Deep neural networks (DNNs) provide increasingly precise outputs as the volume and variety of their training data increases. While investing in large-scale, high-quality labeled datasets is one strategy for improving models, another is to apply “rules” – reasoning heuristics, equations, associative logic, or limitations. Consider the classical physics problem of predicting the future state of a double pendulum system using a model. Although the model can learn to predict the total energy of the system at any given time solely from empirical data, it will often overestimate the energy unless given an equation that incorporates known physical constraints, such as than the conservation of energy. The model alone cannot represent such well-established physical principles. How could such rules be taught so that DNNs get the necessary data rather than just learning from it?
What is DeepCTRL
Google Cloud AI researchers have proposed a unique deep learning training approach that incorporates rules so that rule strength can be controlled during inference. DeepCTRL (Deep Neural Networks with Controllable Rule Representations) combines a rule encoder and a rule-based lens in the model, enabling a shared representation for decision making. The data type and architecture of the model are irrelevant to DeepCTRL.
It can be used with any entry/exit rule. The main feature of DeepCTRL is that it does not require retraining to change the strength of the rule – the user can adjust it for inference based on the desired accuracy against the rule check report.
Advantages of DeepCTRL
The benefits of rule-based learning are many. For starters, rules can provide additional insight in circumstances where data monitoring is limited, which improves test accuracy. Second, rules can help DNNs gain trust and reliability. The fact that DNNs are “black boxes” is a major obstacle to their widespread adoption. User trust is often eroded due to a lack of understanding of the reasons for their reasoning and the discrepancies of their results with human judgment. Inconsistencies can be minimized and user trust can be improved by implementing rules. For example, if a DNN for loan delinquency forecasting can absorb all of a bank’s decision heuristics, the bank’s loan officers can have more confidence in the forecast.

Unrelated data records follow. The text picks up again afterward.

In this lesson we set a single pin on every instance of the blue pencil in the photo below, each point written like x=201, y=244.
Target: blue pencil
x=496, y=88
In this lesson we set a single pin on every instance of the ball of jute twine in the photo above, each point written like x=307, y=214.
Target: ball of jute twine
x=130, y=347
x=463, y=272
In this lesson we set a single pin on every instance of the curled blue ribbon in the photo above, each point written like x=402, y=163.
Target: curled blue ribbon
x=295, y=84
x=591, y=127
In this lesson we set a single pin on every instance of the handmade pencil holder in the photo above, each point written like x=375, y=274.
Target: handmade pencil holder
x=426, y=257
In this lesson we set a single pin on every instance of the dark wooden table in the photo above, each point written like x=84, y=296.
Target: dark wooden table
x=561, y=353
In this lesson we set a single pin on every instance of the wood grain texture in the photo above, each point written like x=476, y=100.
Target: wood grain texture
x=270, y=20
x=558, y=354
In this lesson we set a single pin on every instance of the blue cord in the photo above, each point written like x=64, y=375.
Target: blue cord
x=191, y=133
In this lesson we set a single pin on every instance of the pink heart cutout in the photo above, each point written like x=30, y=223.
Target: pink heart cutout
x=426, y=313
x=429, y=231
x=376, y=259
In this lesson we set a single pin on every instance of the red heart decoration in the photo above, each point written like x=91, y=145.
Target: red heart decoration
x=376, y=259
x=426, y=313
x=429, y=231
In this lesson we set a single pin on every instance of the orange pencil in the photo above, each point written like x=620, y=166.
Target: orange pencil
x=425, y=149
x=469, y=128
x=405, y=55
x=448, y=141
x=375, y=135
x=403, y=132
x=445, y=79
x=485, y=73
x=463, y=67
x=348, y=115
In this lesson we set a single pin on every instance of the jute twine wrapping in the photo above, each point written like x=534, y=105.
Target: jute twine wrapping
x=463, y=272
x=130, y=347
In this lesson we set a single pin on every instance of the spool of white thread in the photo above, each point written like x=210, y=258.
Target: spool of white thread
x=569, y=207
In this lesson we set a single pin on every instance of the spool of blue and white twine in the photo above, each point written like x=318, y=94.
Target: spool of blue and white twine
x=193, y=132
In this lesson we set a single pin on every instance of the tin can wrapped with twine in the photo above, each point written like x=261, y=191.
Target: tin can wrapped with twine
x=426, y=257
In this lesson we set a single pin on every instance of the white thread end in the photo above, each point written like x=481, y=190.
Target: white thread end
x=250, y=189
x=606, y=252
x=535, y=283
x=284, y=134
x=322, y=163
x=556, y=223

Third, DNNs are sensitive to a variety of inputs that are incomprehensible to humans. The impact of these changes can be reduced using rules since the search space of the model is further confined to reduce underspecification.
Various ways to incorporate “rules” into deep learning, taking into account existing knowledge in a wide range of applications, have been investigated. One method for injecting rules into forecasts is posterior regularization. The teacher network is created by projecting the student network into a rule-regulated (logical) subspace and then updating the student network to balance between reproducing the teacher’s output and anticipation of labels. Adversarial learning is used to penalize unwanted bias, especially for bias rules.
What makes DeepCTRL different?
DeepCTRL offers a training framework with rules that take advantage of Lagrangian duality. Constrained learning is studied using a formulation on the space of confusion matrices and optimization solvers that operate in a series of linear reduction steps. For variational autoencoders, KL divergence is used to inject output diversity regulation constraints or disentangled latent factor representations. DeepCTRL differs from others in that it injects the rules in a way that provides rule strength controllability to inference without relearning, which is possible by properly learning the rule representations in the data collector. Beyond simply increasing rule checking for target accuracy, this opens up new possibilities.
DeepCTRL offers a number of possible uses in real-world deep learning deployments, including improving accuracy, increasing reliability, and enhancing human-AI interaction. On the other hand, the researchers thought it relevant to point out that DeepCTRL’s ability to effectively encode rules can have unintended consequences if used with bad intentions to teach unethical biases.